Nitekim bu durum bakanlığın bize bakış açısında da kendini ele verdi: “Biz tüketiciler bakanlık nezdinde yemlenmesi gereken civcivleriz, ne verseler onu yeriz”. Durum böyle olunca gıda güvenliği, ilaç artıkları ya da üretim yanlışlıkları Alo Gıda 174 gibi süslemelerle halledilmiş zannediliyor. Ne şiş yansın ne kebap usulü bu yaklaşım, bir yerde iki ton biberi ilaç kalıntısı gibi haklı gerekçelerle imha ettirirken, kongre gibi bir ortamda “yoğurdun ekşimeyebileceği ya da tavuğun 20 dakikada pişebileceği” savunusuyla, takva sahibi olduğu düşünülen dilleri bile “sürçtürüyor”. Bu olsa olsa saf bir iyi niyetin suiistimalidir, iç görümüz şükür bunu anlayabiliyor. Ama gıda güvenliğinin PepsiCo’ya, beslenme gereksiniminin de Nestle’ye anlattırılmasının açıklaması ne olabilir?
Velakin aynı zihniyet, doldurduğu makamın sonsuz olduğunu sanmak hatasına düşmüş olsa gerek, beri yanda gıda sanayicilerini de “yolunacak kazlar” olarak görmek hevesinde.Bunu dayattıkları “kare kod” uygulamasında da ibretle izliyoruz. “Her bir ürünün üzerine bir kod etiketi yapıştırılacak” diyor, kazıyınca içinden çıkacak numarayı mesajla yollayacaksınız, cevap o saniye telefonunuza düşüyor: “Bu içtiğim kola mı”, “Cevap veriyoruz, evet kola”, “Bu bira mı?” “Hiii, zinhar bira”. Otuz kuruşluk ürünün üzerine 60 kuruşlukkare kod, ihalesi bile çoktan yapılmış, kazlar da zaten vergi mükellefi. Neyse ki karşılarında en başta vurucu Laz timi var, Allah muhafaza; bakanlık haddini çok iyi bilmeli, valinin “gavat” gafı burada yemez.

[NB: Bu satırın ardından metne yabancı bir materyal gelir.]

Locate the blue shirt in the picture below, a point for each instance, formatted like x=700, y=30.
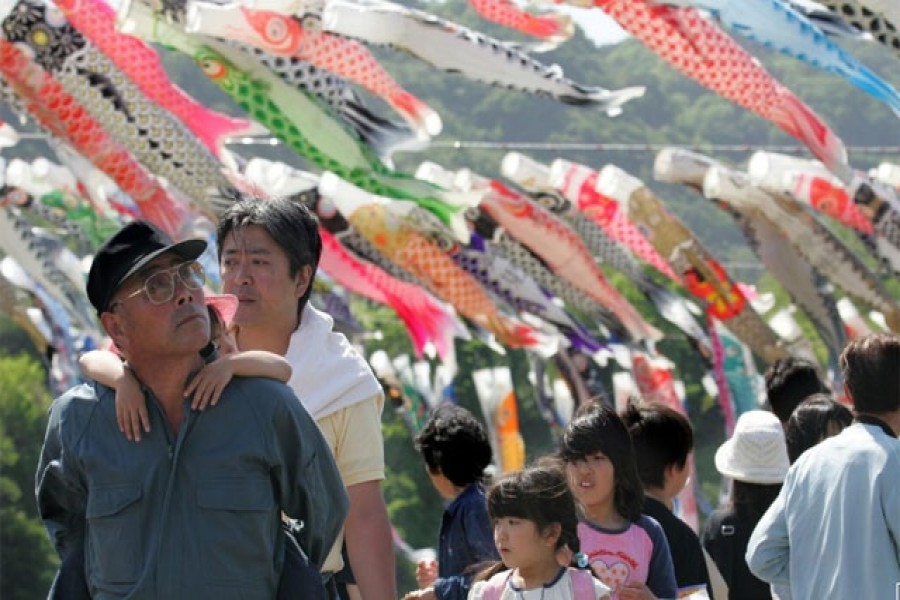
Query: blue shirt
x=466, y=539
x=194, y=514
x=834, y=530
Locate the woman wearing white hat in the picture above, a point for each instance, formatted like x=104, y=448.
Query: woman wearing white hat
x=755, y=459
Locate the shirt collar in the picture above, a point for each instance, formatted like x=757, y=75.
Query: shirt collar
x=870, y=420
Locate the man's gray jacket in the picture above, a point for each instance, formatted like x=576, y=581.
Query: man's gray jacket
x=195, y=514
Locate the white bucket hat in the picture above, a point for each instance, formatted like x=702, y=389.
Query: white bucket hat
x=756, y=452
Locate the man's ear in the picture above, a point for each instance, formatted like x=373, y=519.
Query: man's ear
x=304, y=277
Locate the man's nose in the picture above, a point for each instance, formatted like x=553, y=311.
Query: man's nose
x=183, y=294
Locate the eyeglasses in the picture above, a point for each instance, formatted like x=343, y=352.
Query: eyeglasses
x=160, y=287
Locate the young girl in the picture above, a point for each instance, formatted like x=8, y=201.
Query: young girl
x=627, y=550
x=205, y=388
x=535, y=522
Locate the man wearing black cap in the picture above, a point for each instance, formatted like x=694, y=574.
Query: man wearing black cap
x=194, y=511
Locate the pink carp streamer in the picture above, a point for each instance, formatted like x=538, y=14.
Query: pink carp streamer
x=718, y=348
x=830, y=199
x=426, y=320
x=95, y=20
x=284, y=36
x=578, y=184
x=702, y=51
x=554, y=28
x=65, y=118
x=567, y=256
x=656, y=382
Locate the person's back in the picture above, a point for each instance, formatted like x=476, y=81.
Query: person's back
x=455, y=448
x=841, y=502
x=663, y=440
x=833, y=531
x=755, y=459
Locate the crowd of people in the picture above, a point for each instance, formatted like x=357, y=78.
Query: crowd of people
x=187, y=468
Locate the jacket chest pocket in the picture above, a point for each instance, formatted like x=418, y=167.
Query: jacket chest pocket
x=237, y=525
x=115, y=541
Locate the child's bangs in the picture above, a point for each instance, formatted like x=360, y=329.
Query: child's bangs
x=581, y=442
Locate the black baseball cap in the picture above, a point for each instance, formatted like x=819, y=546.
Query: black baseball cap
x=127, y=251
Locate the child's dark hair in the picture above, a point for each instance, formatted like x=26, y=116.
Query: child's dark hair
x=539, y=494
x=597, y=428
x=662, y=437
x=455, y=443
x=816, y=418
x=789, y=381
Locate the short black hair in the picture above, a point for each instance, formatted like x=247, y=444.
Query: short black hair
x=813, y=420
x=790, y=381
x=871, y=370
x=289, y=223
x=456, y=443
x=662, y=437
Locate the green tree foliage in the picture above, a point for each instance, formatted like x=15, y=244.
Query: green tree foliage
x=26, y=554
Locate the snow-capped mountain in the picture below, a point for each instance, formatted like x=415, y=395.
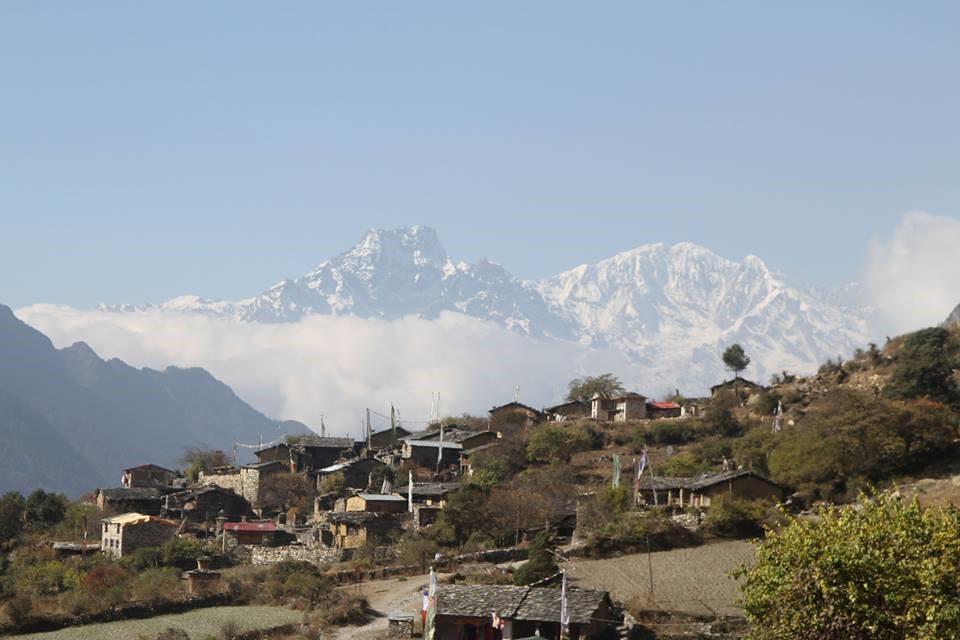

TGDF’nin 2023 hedefleri 75 milyonun hakkının teslim edilmesiyle başlar
Paydaşların temel sorunu fermantasyon gibi doğa kurallarının ve dürüstlük gibi temel ilkelerin kazanç ve konum uğruna esnetilebileceğini sanmaları. Fay hattının kanunla taşınabileceğini zanneden zihniyet elbette yoğurdun da tebliğle değiştirilebileceğini düşünür. Bereket halkın hafızası çok taze ve kıllanma katsayısı zaten hep çok yüksek olduğundan yemiyor. Yemezler, çünkü bu ülke radyasyonlu çayın yine bir bakan tarafından aklandığı bin yıl geçse bile unutmayacak. Beri yandan “kanaat etmeyi zulüm sayan” bir kazanç hırsı, köylüsünün ezilmekte olduğunu da kolayca görmezden gelir. TGDF’nin 2023 hedeflerinin gerçekleşebilmesi, ezelden beri tabi olunan kaideler ve giderek “UHT sütten yoğurdun sünmesini çağrıştıran” ilkelerinden (dürüstlük, çalışkanlık, kanaat ve tevazu) ödün vermemesiyle birebir ilişkilidir. Bizim arama toplantısında hayaline kapıldığımız “bir milyar nüfusa erişebilme” ufku, önce 75 milyonun hakkının layıkıyla teslim edilmesiyle başlar.
Bu temenniler gerçekleşmezse ne olur, onu da söyleyelim. Yıkılmakta olan 600 küsur yıllık imparatorluğunun ardından “şak diye” cumhuriyet kurmayı başarmış bir millet, “gaflet, dalalet ve hatta hıyanet” içinde bulunan bürokratlarını ve endüstrilerini de kol kola girdikleri Batı akademisiyle birlikte bir hışım süpürmekle kalmaz, siler ve hatta yıkar. Malum Newton’un lafı, “hareketli bir cisim, üzerine net bir kuvvet etki etmedikçe hızını değiştirmeyecektir”, ama ters yönden gelen bir kuvvet cismin hareketini tamamen de bitirebilecektir.Nitekim Başbakan’ın açılışa gönderdiği kutlama telgrafı, maalesef hiçbir heyecan yaratmadı.